As chief information officers and IT managers continue to grapple with tight budgets and seek to lower costs, they are increasingly resorting to offshore outsourcing, Gartner Inc.’s Dataquest Inc. division said recently.
The IT tasks that CIOs and IT managers outsource most often abroad still are related to applications, such as application design, development and maintenance, but other areas are also part of the overseas outsourcing trend, such as business process outsourcing and IT infrastructure management, according to Dataquest.
Offshore outsourcing refers to IT services a client receives from resources – labour, infrastructure or capital – that are located abroad, said Debashish Sinha, a principal analyst at Dataquest.
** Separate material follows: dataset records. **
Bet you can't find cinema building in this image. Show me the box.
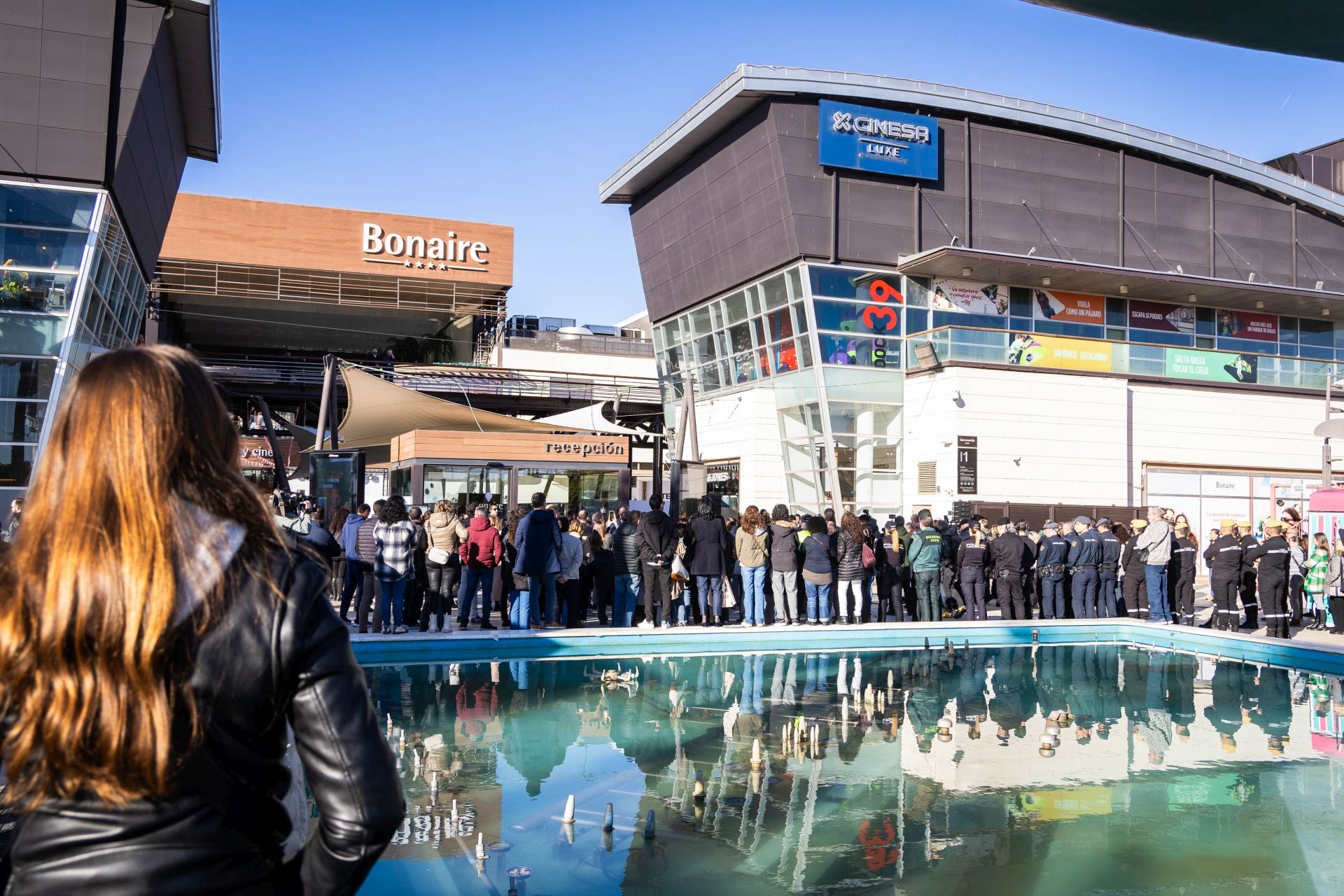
[601,66,1344,540]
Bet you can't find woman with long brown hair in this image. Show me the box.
[0,346,405,896]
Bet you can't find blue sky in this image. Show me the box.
[183,0,1344,323]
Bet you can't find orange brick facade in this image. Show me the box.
[160,193,513,286]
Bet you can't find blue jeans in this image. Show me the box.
[695,575,723,624]
[1144,563,1172,622]
[612,573,642,629]
[527,573,561,622]
[508,589,532,631]
[802,579,831,622]
[742,564,764,626]
[457,566,495,626]
[378,573,412,626]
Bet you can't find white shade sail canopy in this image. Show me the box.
[340,364,593,449]
[536,402,648,435]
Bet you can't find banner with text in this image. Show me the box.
[1167,348,1256,383]
[1008,333,1112,372]
[1218,312,1278,342]
[1129,298,1195,334]
[930,279,1008,317]
[1031,289,1106,323]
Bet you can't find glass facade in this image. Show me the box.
[0,181,149,505]
[653,265,906,516]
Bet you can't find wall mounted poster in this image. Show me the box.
[1129,298,1195,334]
[930,279,1008,317]
[1031,289,1106,323]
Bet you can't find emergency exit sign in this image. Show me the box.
[957,435,980,494]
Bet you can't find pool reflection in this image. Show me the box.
[352,646,1344,893]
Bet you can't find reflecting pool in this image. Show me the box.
[361,645,1344,896]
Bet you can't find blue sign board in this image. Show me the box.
[817,99,938,180]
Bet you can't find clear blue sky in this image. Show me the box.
[183,0,1344,323]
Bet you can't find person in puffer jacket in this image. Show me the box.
[764,504,802,626]
[457,504,504,629]
[355,501,387,634]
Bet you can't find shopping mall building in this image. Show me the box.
[601,66,1344,540]
[0,0,220,506]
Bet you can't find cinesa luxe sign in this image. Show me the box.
[817,99,938,180]
[361,222,491,270]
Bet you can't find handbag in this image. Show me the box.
[671,554,691,582]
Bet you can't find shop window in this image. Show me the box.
[517,468,621,513]
[1106,298,1129,326]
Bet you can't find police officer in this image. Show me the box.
[1068,516,1102,620]
[1119,520,1148,620]
[1170,525,1199,626]
[957,528,989,621]
[1097,517,1125,620]
[906,510,942,622]
[1036,520,1068,620]
[1204,520,1245,631]
[1242,519,1292,638]
[989,517,1031,620]
[1236,520,1259,629]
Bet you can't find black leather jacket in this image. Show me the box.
[6,551,405,896]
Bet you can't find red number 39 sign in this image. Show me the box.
[859,279,906,333]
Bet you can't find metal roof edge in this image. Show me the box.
[598,64,1344,218]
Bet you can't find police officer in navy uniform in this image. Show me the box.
[1236,520,1259,629]
[1204,520,1245,631]
[1068,516,1102,620]
[1097,517,1125,620]
[989,517,1031,620]
[1036,520,1068,620]
[1242,519,1292,638]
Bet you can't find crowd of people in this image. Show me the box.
[281,493,1344,638]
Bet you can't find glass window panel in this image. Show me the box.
[517,468,620,513]
[0,402,47,442]
[764,307,793,342]
[731,352,757,386]
[723,293,748,323]
[770,339,798,373]
[0,313,66,355]
[0,444,38,488]
[0,184,97,230]
[760,274,789,310]
[0,227,88,272]
[0,357,57,399]
[729,323,754,352]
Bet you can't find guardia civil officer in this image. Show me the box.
[989,517,1031,620]
[1172,525,1199,626]
[1068,516,1102,620]
[1036,520,1068,620]
[1204,520,1243,631]
[906,510,942,622]
[1242,519,1292,638]
[1236,520,1259,629]
[957,526,989,620]
[1119,520,1148,620]
[1097,517,1125,620]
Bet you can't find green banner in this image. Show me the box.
[1167,348,1256,383]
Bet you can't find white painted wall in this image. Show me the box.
[904,368,1324,513]
[695,387,789,507]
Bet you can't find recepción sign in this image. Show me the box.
[817,99,938,180]
[1167,348,1256,383]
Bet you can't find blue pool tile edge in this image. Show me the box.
[351,620,1344,674]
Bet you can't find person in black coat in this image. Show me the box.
[682,498,732,627]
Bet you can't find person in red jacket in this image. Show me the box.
[457,504,504,629]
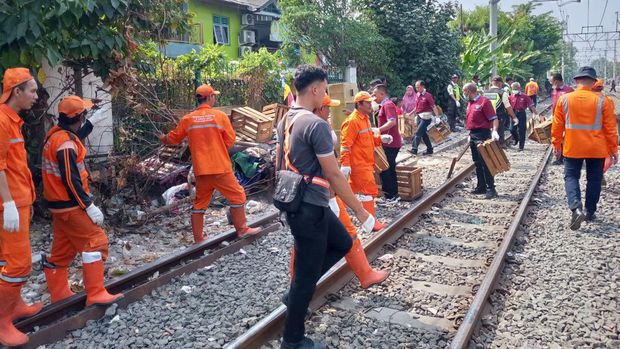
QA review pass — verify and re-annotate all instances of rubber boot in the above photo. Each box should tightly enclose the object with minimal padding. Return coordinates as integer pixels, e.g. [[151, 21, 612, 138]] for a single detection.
[[13, 295, 43, 321], [192, 213, 205, 244], [0, 284, 28, 347], [43, 267, 75, 303], [82, 252, 123, 306], [362, 200, 385, 231], [344, 239, 389, 288], [230, 206, 261, 237]]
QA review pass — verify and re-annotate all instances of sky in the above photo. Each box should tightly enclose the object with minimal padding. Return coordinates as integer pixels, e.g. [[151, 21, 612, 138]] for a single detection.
[[446, 0, 620, 65]]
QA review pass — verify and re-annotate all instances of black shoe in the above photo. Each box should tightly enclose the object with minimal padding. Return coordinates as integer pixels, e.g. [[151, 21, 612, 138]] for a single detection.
[[470, 188, 487, 195], [570, 208, 586, 230], [280, 337, 327, 349], [485, 189, 497, 199], [280, 291, 312, 316]]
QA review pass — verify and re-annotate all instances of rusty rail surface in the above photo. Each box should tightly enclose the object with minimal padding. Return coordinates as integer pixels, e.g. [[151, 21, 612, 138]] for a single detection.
[[450, 146, 553, 349], [15, 213, 280, 348], [226, 164, 475, 349]]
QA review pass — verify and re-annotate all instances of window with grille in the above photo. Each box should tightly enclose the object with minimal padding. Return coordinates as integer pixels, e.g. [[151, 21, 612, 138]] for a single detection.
[[213, 16, 230, 45]]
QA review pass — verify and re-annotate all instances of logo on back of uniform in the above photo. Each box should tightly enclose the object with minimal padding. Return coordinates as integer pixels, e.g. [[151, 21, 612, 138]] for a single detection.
[[192, 115, 215, 122]]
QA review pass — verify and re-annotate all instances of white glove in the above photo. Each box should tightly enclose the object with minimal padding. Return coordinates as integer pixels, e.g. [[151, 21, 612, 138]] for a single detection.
[[381, 135, 394, 144], [362, 214, 375, 233], [329, 197, 340, 217], [86, 204, 103, 225], [2, 201, 19, 232], [491, 130, 499, 141]]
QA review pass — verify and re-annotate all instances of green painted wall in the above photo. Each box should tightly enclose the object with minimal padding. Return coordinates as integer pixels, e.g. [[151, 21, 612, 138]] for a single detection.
[[189, 0, 241, 60]]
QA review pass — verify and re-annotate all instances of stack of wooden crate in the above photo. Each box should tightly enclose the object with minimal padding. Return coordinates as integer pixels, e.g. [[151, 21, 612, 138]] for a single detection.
[[263, 103, 289, 126], [478, 140, 510, 176], [231, 107, 273, 143], [396, 165, 422, 201], [530, 120, 552, 144], [428, 121, 450, 144]]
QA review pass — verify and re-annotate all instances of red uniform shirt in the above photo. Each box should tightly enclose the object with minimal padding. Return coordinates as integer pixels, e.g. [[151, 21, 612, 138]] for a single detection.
[[379, 98, 403, 148], [551, 85, 575, 111], [466, 95, 497, 131], [415, 91, 435, 114], [508, 92, 534, 111]]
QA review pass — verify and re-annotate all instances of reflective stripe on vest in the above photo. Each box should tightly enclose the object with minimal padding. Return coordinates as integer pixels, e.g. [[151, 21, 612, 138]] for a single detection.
[[187, 124, 224, 131], [562, 96, 605, 131], [0, 274, 30, 284]]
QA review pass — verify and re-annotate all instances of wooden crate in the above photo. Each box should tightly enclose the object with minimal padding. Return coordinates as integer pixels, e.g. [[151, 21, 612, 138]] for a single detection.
[[478, 140, 510, 176], [398, 115, 417, 141], [529, 120, 552, 144], [428, 121, 450, 144], [396, 165, 422, 201], [231, 107, 273, 143], [263, 103, 289, 125]]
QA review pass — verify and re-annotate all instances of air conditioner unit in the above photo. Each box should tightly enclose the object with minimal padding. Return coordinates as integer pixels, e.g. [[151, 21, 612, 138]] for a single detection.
[[241, 13, 254, 25], [239, 30, 256, 45], [239, 46, 252, 57]]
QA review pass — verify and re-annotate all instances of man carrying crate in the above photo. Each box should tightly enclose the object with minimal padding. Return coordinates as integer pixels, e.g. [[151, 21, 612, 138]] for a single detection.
[[463, 82, 499, 199], [160, 85, 260, 243]]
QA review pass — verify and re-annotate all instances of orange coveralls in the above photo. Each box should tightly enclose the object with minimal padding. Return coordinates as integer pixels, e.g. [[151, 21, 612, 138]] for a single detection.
[[0, 104, 35, 286]]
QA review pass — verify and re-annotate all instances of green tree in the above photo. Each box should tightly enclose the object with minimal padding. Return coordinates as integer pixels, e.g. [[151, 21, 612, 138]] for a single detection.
[[278, 0, 390, 81], [0, 0, 190, 79], [359, 0, 459, 99]]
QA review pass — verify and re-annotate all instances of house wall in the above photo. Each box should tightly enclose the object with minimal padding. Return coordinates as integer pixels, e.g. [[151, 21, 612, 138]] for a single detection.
[[189, 0, 241, 59]]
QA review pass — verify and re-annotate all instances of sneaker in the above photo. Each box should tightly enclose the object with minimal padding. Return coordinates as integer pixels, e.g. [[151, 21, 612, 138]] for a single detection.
[[470, 188, 487, 195], [280, 337, 327, 349], [570, 208, 586, 230], [485, 189, 497, 199]]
Although offshore outsourcing has been around for about 12 years, it is now becoming a mainstream IT services option, because there is now a critical mass of providers that have increased services quality, reduced the complexity of offshore engagements and managed to mitigated its risks, Sinha said.
“This has made the offshore services model more effective over the past three or four years, to the point where now it’s reaching the mainstream,” he said.
A big draw of offshore outsourcing in these times of economic uncertainty is its lower costs, which come mostly from the use of less expensive labour, Sinha said. But CIOs and IT managers are realizing they can benefit greatly from the bigger pool of qualified workers they encounter when they look outside their countries’ borders, Sinha said. A bigger pool increases the quality and quantity of workers available to CIOs and IT managers, Sinha said.
The U.S. is the largest, but by no means the only, receiver of offshore outsourcing services, and India is the largest provider, Sinha said.